There always was an element of amicable combat in French education, of course; it encourages intense engagement. Teachers have been considered and trained as the foot soldiers of the Republic since the 1880s. With the birth of the Third Republic, education was wrested from the hands of the Catholic Church and made free, mandatory and secular. During their training years, teachers were nicknamed the “Black Hussars”, since they wore a black uniform and looked decidedly serious.

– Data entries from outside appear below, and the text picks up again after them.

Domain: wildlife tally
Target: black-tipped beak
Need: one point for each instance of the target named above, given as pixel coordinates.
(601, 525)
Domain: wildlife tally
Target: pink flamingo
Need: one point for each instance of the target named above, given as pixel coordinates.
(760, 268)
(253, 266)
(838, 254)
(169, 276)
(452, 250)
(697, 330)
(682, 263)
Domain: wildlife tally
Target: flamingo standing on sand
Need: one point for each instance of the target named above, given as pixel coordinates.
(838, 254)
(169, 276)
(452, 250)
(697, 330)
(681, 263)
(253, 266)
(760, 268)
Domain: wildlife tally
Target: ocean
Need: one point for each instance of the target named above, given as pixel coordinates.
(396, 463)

Their task was to spread rational thinking, esprit critique, the values of the Enlightenment — and to root out religious intolerance and superstition from their classes. In every village, across France, they gained status, offering a counter-power to the local priest. Their aim was clear: to emancipate young minds that had been too long controlled by the Church. It wasn’t easy.
Today, still, teachers are seen as playing a crucial role in French society by educating future citizens, by teaching them to reason and think critically. Many French teachers consider their work a public duty, which they carry out with determination, conviction and sometimes a heightened sense of sacrifice. Samuel Paty was among them, before he was brutally murdered by an 18-year-old Chechen Islamist on 16 October.

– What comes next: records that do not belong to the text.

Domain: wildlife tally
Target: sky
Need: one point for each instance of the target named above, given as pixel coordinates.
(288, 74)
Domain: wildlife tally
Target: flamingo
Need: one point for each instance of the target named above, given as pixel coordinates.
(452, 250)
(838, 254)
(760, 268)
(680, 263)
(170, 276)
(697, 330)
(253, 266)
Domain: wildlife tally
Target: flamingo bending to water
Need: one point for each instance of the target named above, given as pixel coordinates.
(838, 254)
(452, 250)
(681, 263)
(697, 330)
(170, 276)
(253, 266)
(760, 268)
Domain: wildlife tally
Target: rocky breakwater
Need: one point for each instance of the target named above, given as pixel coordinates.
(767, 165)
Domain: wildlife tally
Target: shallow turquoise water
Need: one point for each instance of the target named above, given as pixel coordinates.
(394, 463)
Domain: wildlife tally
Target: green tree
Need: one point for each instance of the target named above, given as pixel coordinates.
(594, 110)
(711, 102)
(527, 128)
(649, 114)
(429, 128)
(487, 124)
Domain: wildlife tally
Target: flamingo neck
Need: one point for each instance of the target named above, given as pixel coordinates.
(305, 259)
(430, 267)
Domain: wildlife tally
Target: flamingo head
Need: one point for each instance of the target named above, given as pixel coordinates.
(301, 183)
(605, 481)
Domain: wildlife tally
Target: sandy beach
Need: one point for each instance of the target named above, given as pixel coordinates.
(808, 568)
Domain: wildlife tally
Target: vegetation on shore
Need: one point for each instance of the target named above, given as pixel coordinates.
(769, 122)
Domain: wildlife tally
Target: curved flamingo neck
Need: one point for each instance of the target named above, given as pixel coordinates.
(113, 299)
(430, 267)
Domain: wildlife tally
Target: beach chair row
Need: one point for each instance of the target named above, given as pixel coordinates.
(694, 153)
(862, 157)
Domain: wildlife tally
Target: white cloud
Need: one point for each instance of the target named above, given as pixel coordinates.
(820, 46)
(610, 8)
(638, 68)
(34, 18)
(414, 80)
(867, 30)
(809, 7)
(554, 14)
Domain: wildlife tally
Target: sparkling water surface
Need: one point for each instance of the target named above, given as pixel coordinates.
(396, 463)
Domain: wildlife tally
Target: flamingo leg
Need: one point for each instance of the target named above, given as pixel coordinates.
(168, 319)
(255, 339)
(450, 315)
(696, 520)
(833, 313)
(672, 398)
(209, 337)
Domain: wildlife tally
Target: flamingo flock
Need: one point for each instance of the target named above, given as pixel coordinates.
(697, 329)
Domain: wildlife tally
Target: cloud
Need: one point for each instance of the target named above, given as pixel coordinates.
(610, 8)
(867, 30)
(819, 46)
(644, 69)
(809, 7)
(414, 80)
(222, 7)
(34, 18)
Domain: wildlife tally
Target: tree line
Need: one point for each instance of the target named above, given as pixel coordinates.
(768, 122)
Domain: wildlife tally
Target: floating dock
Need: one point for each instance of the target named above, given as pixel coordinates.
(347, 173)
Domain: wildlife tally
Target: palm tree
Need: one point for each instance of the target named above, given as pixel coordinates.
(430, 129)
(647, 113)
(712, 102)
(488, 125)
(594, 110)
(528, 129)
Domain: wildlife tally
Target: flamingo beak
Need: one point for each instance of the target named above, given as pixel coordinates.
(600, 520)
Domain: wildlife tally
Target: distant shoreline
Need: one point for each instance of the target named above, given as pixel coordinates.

His assassination has revealed the many failures of an institution and its people, but it has also prompted a new determination to tackle the roots of religious separatism — which has been gaining influence in France since the 1980s. A recent poll conducted by the IFOP institute for the Jean Jaurès Foundation, on the sixth anniversary of the Charlie Hebdo attacks, shows that “religion has seeped through State Education in a way that is now affecting teachers’ work and lives.” Teachers and their managers tend not to confront it with the resolve and courage of their predecessors. This is indeed one of the most shocking findings of this poll: for fear of ruffling too many feathers, scared for their personal safety, many teachers in France resort to self-censorship.
Fatiha Agag-Boudjahlat, who teaches History and Geography in Toulouse, is an anomaly: an educator willing to publicly declare her political opinions. In her essay “Le Grand Détournement”, which gained her the Laïcité Award in 2019, she argued that a semantic aberration was slowly undermining French democracy. Little by little, she wrote, concepts and words have been turned upside down, or “deviated” from their meaning, by relativists of all hues: tolerance is being used to justify intolerance, antiracism to validate essentialism, and feminism to claim, for instance, that religious garments are a new form of freedom for women.